Like most other places in the Western world, Christmas is a big deal in the city of Toronto. Canadians as a whole love the Christian holiday, so much so that the average Canadian adult spent an estimated $766 on Christmas gifts in 2015. But, more than 27% of those surveyed in the random phone questionnaire revealed that they planned to spend more than $800 on gifts that year. This does not include the spend on activities and events during the Christmas period, nor does it include money spent on holiday decorations or food for meals when hosting family and friends during the holiday period.
People spend this much money in an effort to make Christmas as enjoyable as possible. The question is though, how do you make the most of your holiday spending and make the Christmas as special as possible? Read our guide to treating yourself in Toronto to make Christmas in the city as wonderful as it is wintery.

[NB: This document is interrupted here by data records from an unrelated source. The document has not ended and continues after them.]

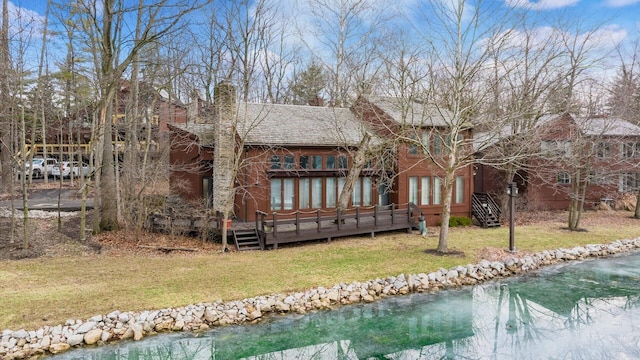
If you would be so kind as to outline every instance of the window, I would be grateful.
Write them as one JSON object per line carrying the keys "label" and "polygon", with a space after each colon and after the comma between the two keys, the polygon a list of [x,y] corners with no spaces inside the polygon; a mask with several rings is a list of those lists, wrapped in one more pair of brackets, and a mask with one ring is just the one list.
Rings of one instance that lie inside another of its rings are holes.
{"label": "window", "polygon": [[409,154],[411,155],[417,155],[418,154],[418,145],[416,144],[416,136],[415,135],[411,135],[409,136]]}
{"label": "window", "polygon": [[566,171],[559,172],[556,175],[556,182],[558,184],[571,184],[571,176]]}
{"label": "window", "polygon": [[464,176],[456,177],[456,204],[464,202]]}
{"label": "window", "polygon": [[420,204],[421,205],[429,205],[429,197],[431,192],[429,191],[431,185],[431,178],[428,176],[422,177],[422,189],[420,193]]}
{"label": "window", "polygon": [[382,183],[378,186],[378,205],[389,205],[390,192],[391,185],[389,183]]}
{"label": "window", "polygon": [[544,156],[561,156],[571,157],[571,141],[563,140],[550,140],[543,141],[540,144],[540,150],[544,153]]}
{"label": "window", "polygon": [[327,169],[335,169],[335,168],[336,168],[336,156],[327,155]]}
{"label": "window", "polygon": [[442,203],[442,179],[439,177],[433,178],[433,203]]}
{"label": "window", "polygon": [[[342,185],[344,185],[344,182],[342,183]],[[373,181],[370,177],[361,177],[353,186],[353,192],[351,193],[351,203],[353,206],[369,206],[372,204],[372,195]]]}
{"label": "window", "polygon": [[596,149],[596,156],[599,158],[608,158],[611,156],[611,144],[601,141]]}
{"label": "window", "polygon": [[271,155],[271,169],[280,169],[282,168],[280,156]]}
{"label": "window", "polygon": [[640,157],[640,141],[625,143],[622,147],[622,156],[626,158]]}
{"label": "window", "polygon": [[336,194],[336,178],[326,178],[325,182],[327,189],[326,206],[328,208],[336,207],[336,199],[338,198],[338,194]]}
{"label": "window", "polygon": [[618,179],[618,191],[621,193],[633,193],[640,186],[640,173],[620,174]]}
{"label": "window", "polygon": [[409,202],[418,204],[418,177],[409,177]]}
{"label": "window", "polygon": [[284,156],[284,168],[285,169],[294,169],[296,167],[296,160],[293,155],[285,155]]}
{"label": "window", "polygon": [[322,155],[311,156],[311,168],[322,169]]}
{"label": "window", "polygon": [[271,210],[282,210],[282,179],[271,179]]}
{"label": "window", "polygon": [[322,178],[311,179],[311,207],[322,207]]}
{"label": "window", "polygon": [[431,134],[428,132],[424,132],[422,133],[422,150],[423,152],[427,152],[429,151],[429,146],[430,146],[430,136]]}
{"label": "window", "polygon": [[612,183],[611,174],[600,171],[590,172],[587,181],[589,181],[589,184],[593,185],[609,185]]}
{"label": "window", "polygon": [[[347,161],[347,157],[344,155],[338,156],[338,169],[347,169],[349,167],[349,162]],[[365,168],[367,168],[365,166]]]}
{"label": "window", "polygon": [[362,205],[370,206],[373,195],[373,182],[370,177],[362,178]]}
{"label": "window", "polygon": [[202,178],[202,198],[207,200],[207,206],[211,206],[213,202],[213,178]]}
{"label": "window", "polygon": [[433,138],[433,154],[440,155],[443,152],[442,136],[436,134]]}
{"label": "window", "polygon": [[293,201],[295,199],[295,182],[293,181],[293,179],[283,179],[282,185],[283,209],[292,210]]}
{"label": "window", "polygon": [[292,210],[294,200],[294,179],[271,179],[271,210]]}
{"label": "window", "polygon": [[353,191],[351,192],[351,203],[353,206],[362,205],[362,178],[359,178],[353,185]]}
{"label": "window", "polygon": [[308,169],[309,168],[309,156],[301,155],[300,156],[300,169]]}
{"label": "window", "polygon": [[300,199],[298,201],[298,208],[308,209],[309,208],[309,178],[300,178],[299,187],[300,187],[300,190],[299,190]]}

What are the Best Christmas Activities in Toronto?
As it happens, Toronto is known for the way that it celebrates Christmas, with people in the rest of Canada and beyond flocking to the city for the holidays just to see what’s on offer. In particular, Toronto is seen as a good place to buy Christmas gifts, with the Toronto Christmas market being a particular highlight. This year, it runs from November 15 right through to December 23 and it is free to enter. It features local and handcrafted products, entertainment and Santa will even be there with his elves. In 2016, Fodor named it one of the best holiday markets in the world, which is a ringing endorsement indeed.
In addition to handcrafted products, Toronto has quite a few stores that sell ugly Christmas sweaters. They may be totally hideous as a form of apparel, but they are a fun seasonal gift that will give your friends a chuckle when they open it on the big day.
For something a little more thrilling than just browsing market stalls, you could also go on an adventure holiday, taking full advantage of Toronto’s brisk weather. There are several ski resorts in an around Toronto, including the Hockley Valley ski resort which offers a chance to ride skis and snowboards. There are also day passes for a day out rather than a longer holiday with your friends.
You could also give yourself a break by going out for Christmas dinner rather than cooking it in your home. There are several restaurants in the city that are open on the day itself, including Michelin star-rated eatery Cafe Boulud, The Drake Hotel, and Colette Grand Cafe.
Is Christmas really about Spending?
For many people, Christmas is an opportunity to flash the cash. Reuters states that 107.3 million Americans travelled during the Christmas holidays in 2017, travelling more than 50 miles from home between December 23 and January 1. Betway’s survey about spending $1 million echoed something similar, with 4% of people surveyed in the United States saying that they would spend the money on a luxury house. 13% of people in the UK said that they would go on a luxury holiday, as would 12% in mainland Europe. These stats confirm that many people would love to use money as an opportunity to celebrate with their families, whisking their loved ones away at the holiday time for an unforgettable Christmas.
But, although many of us would like to splash the cash during the holidays, Christmas isn’t really about spending. As much as we like to buy people gifts, the thought that went into choosing the gift is just as important as the price tag. Consider what your friends and family are into. Do they have a really niche interest? A favourite sports team? Or maybe they love exploring the city and really want to discover secret Toronto spots that they’ve never seen before? Give them these sorts of kind and thoughtful gifts that will make their day, showing them that you really put thought into what you wanted to give them and that you really care about how they feel.
In fact, sometimes it isn’t even about the gift at all. We are often so busy, running around completing errands and the like that we don’t spend quite as much time with our friends and families as we would like. So just taking the time to have a conversation with our loved ones, or to invite them over for the day would mean a lot more to them than any gift.